Her daughter had expressed the body worn police footage had made her “question the very fabric of our society”, while her son questioned whether vulnerable people could truly be protected by police in their respective statements.
“There is this sense of community confidence in our ability to protect our elderly, and our trust in the NSW Police to protect us and our elderly, and that is a theme that is found in these victim impact statements,” Ms Dowling said.
Ms Dowling argued using the victim impact statements as a factor to find White had suffered extra curial punishment living in the Cooma community was “inappropriate” use of the statements, falling under the manifestly inadequate ground.
Chief Justice Andrew Bell said while it might have been unusual, the sentencing judge was able to use such material to draw conclusions.
Mr Edwards claimed the victim impact statements “on their face indicate sentiment” that’d make it difficult to live in a place like Cooma in such circumstances, while urging the court to take White’s mental health into consideration.
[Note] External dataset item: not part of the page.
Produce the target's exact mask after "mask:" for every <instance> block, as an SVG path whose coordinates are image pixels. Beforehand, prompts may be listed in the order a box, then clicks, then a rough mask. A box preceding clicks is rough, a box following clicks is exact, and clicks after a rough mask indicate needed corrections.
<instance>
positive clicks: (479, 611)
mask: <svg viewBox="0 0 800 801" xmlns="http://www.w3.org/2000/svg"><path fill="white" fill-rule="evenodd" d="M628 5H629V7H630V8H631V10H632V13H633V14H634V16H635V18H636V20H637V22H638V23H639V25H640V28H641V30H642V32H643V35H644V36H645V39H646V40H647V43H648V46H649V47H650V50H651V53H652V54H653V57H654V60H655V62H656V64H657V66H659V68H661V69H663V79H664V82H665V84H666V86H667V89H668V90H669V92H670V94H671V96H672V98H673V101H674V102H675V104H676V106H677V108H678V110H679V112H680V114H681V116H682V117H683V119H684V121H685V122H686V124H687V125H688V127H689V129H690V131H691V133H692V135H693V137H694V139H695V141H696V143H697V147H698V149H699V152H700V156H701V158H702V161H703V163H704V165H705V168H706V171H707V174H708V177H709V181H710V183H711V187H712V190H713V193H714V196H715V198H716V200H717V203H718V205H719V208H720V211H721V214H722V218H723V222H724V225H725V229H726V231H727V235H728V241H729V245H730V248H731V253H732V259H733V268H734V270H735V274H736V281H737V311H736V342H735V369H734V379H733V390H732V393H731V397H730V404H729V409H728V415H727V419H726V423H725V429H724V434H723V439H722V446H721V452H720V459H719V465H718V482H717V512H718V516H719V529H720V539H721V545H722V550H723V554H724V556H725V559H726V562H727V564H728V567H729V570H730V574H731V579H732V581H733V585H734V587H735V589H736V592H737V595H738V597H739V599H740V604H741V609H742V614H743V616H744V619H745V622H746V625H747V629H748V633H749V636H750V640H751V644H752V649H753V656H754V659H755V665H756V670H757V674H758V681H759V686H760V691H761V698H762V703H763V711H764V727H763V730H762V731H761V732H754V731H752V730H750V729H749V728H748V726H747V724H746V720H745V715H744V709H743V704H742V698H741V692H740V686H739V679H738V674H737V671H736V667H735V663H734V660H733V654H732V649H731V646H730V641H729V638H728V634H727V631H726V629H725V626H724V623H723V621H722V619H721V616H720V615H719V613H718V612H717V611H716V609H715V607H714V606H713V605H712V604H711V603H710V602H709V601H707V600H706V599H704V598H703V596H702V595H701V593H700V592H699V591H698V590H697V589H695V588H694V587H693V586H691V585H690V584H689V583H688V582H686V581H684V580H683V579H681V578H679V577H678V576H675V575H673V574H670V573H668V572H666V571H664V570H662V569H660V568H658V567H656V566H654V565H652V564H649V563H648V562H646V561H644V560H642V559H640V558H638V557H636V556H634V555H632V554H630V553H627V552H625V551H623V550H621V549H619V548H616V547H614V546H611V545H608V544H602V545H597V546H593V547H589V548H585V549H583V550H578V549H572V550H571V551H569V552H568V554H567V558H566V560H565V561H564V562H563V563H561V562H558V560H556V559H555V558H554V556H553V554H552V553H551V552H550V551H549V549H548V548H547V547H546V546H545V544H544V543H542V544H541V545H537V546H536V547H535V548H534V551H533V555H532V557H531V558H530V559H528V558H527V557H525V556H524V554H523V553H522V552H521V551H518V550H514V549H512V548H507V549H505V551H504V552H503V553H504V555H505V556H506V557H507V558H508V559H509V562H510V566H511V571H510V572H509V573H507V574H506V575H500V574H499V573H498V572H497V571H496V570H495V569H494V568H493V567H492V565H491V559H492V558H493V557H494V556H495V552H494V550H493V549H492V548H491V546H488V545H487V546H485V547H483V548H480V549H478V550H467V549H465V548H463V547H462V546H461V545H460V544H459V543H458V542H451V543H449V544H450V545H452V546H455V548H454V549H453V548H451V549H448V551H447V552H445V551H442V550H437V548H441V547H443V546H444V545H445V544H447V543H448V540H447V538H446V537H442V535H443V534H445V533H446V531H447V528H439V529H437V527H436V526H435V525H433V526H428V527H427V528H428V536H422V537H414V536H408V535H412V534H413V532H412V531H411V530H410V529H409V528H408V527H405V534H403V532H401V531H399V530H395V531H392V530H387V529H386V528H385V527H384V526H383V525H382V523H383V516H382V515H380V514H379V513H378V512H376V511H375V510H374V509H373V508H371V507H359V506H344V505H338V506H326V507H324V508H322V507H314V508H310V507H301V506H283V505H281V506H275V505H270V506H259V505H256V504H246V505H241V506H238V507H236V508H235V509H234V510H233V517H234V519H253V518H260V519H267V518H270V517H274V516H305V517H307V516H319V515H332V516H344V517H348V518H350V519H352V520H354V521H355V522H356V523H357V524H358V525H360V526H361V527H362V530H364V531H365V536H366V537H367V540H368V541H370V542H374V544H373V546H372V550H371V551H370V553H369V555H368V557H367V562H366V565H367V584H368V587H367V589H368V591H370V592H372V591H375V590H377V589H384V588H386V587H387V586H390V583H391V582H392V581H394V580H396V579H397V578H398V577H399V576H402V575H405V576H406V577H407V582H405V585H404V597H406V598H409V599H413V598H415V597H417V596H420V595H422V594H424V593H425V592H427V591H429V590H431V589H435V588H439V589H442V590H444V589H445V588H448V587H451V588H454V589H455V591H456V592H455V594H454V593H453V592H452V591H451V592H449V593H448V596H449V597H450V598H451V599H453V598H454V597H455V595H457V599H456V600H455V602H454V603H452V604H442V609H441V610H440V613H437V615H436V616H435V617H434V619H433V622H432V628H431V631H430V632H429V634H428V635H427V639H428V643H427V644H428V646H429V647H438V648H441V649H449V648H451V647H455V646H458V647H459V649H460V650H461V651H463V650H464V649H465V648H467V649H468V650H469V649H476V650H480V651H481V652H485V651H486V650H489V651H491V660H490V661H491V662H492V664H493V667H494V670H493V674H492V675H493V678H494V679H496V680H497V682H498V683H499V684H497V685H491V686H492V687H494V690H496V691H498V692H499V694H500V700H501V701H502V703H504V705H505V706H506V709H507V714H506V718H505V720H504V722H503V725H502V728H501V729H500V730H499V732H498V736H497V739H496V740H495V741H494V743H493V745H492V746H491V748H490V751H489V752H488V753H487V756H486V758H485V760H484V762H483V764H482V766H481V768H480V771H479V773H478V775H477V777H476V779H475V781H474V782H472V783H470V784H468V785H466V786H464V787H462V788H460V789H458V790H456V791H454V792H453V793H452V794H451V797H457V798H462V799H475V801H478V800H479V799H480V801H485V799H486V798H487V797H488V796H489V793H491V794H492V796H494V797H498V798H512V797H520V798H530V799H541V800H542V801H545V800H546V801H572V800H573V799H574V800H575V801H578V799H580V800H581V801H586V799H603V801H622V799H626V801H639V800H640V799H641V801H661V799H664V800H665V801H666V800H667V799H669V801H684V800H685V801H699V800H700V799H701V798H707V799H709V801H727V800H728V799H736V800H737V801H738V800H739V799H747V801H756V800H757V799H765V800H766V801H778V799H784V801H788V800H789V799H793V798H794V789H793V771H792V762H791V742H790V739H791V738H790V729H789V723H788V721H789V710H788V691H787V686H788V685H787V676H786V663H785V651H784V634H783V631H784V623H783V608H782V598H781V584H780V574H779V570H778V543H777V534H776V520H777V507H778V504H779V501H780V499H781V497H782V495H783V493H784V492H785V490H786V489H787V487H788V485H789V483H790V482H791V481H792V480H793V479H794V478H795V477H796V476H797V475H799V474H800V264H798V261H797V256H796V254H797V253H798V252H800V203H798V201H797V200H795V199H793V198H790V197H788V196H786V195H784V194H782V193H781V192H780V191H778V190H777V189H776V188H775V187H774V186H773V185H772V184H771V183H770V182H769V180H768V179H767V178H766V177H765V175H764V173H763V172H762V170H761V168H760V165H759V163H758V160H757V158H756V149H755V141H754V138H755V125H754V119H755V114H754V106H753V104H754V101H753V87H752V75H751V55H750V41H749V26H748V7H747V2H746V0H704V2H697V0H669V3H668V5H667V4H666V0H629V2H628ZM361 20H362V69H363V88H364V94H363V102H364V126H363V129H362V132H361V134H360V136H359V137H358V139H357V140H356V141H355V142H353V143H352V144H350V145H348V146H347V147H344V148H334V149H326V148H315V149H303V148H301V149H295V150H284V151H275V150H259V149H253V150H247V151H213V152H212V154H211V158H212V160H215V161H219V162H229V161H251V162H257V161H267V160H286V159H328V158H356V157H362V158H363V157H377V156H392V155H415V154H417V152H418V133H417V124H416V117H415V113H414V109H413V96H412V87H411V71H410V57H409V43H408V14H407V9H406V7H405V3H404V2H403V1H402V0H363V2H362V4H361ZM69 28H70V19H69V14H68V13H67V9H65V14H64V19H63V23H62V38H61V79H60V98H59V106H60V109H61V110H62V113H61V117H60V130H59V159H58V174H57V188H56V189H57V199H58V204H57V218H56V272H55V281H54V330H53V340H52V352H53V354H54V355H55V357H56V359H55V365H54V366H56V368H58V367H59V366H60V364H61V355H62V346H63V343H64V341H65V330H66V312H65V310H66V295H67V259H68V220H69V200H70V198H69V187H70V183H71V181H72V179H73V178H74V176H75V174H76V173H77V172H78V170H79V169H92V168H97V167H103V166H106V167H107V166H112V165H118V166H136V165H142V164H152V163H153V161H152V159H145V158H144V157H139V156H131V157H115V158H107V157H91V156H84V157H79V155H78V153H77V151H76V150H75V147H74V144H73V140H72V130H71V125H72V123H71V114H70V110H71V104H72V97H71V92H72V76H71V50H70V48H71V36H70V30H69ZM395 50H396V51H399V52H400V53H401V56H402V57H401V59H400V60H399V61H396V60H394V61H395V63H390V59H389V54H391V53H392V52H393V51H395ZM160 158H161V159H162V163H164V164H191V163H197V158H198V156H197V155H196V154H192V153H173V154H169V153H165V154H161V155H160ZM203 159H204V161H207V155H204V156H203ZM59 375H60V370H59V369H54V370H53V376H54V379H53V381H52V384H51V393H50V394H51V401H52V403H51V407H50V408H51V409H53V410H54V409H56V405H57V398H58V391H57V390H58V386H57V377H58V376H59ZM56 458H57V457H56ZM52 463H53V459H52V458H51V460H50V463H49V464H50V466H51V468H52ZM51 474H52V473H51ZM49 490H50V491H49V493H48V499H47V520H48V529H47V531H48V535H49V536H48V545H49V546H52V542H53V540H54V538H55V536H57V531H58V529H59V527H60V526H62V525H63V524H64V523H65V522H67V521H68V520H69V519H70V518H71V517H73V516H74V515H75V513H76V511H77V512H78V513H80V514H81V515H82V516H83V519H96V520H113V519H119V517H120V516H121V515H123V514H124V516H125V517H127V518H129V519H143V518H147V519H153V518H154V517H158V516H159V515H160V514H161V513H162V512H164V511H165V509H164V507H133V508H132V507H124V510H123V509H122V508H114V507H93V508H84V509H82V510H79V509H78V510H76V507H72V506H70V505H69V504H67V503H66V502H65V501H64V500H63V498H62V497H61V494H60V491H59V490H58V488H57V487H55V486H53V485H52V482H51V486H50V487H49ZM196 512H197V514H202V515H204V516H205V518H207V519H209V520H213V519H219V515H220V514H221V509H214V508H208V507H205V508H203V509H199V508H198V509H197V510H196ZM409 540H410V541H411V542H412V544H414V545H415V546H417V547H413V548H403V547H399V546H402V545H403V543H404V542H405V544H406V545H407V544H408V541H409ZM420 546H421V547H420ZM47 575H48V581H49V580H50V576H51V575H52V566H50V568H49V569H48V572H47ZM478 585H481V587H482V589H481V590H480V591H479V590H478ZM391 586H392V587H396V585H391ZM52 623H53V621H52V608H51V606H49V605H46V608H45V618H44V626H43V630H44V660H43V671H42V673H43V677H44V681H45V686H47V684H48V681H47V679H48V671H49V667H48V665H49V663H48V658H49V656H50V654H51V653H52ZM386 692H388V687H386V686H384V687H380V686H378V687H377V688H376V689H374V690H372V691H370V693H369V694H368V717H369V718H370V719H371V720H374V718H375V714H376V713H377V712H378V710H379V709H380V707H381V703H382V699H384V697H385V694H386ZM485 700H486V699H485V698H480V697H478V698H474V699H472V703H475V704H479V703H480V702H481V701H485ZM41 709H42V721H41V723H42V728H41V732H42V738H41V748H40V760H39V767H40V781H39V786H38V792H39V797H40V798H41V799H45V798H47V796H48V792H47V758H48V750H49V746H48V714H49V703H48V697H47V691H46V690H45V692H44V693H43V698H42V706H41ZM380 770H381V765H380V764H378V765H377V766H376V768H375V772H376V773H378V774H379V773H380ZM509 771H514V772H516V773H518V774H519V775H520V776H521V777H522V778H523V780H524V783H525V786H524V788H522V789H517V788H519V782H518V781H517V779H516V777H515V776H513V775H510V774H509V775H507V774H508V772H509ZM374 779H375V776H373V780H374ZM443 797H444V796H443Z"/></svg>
Further, Ms Dowling argued the sentencing judge had unnecessarily and “unduly narrowed” the general deterrence.
“A police officer, using police weapons in such an egregious and outrageous way to kill a 95-year-old woman after having contact with her for two and a half minutes … general deterrence (is) extremely large in this matter,” Ms Dowling said.
She earlier claimed White was not confronted with an “exceptional circumstance”, as police are routinely involved in de-escalating situations like this everyday.
However White’s defence submissions argued it was “nonsense” to consider police in White’s position would be deterred from using a taser as a result of White’s sentence if they honestly, but unreasonably, perceived a threat.
“If the officer has an honest belief that is unreasonable, general deterrence has no role to play.”
Of his decision, Justice Ian Harrison said the incident fell in the lower end of objective seriousness for manslaughter and sending White to prison would be a “disproportionate” sentence.
Mrs Nowland’s family previously said they were “disappointed” with the decision not to detain White after he was found guilty of the manslaughter of their matriarch, with her eldest son, Michael, likening it to a “slap on the wrist for someone that’s killed our mother” in an emotional statement after the sentencing.
In a letter read to the court during his sentencing, White said he was “truly sorry” and took “full responsibility” for his actions.
“I deeply regret my actions and the severe consequences they have caused,” White said.
He said there “isn’t a single day” that goes by in which he didn’t think about the day of the incident.
“I have lost the job and career I enjoyed immensely and dedicated myself to for over a decade,” he said.
“Police face difficult situations and are required to use judgment and if they make mistakes, they are expected to answer them, which I believe I have.”
Mrs Nowland is survived by eight children, 24 grandchildren and 30 great-grandchildren.
White has not spent any time behind bars on remand since he was charged over the fatal confrontation.
He lost his job as a police officer when he was convicted.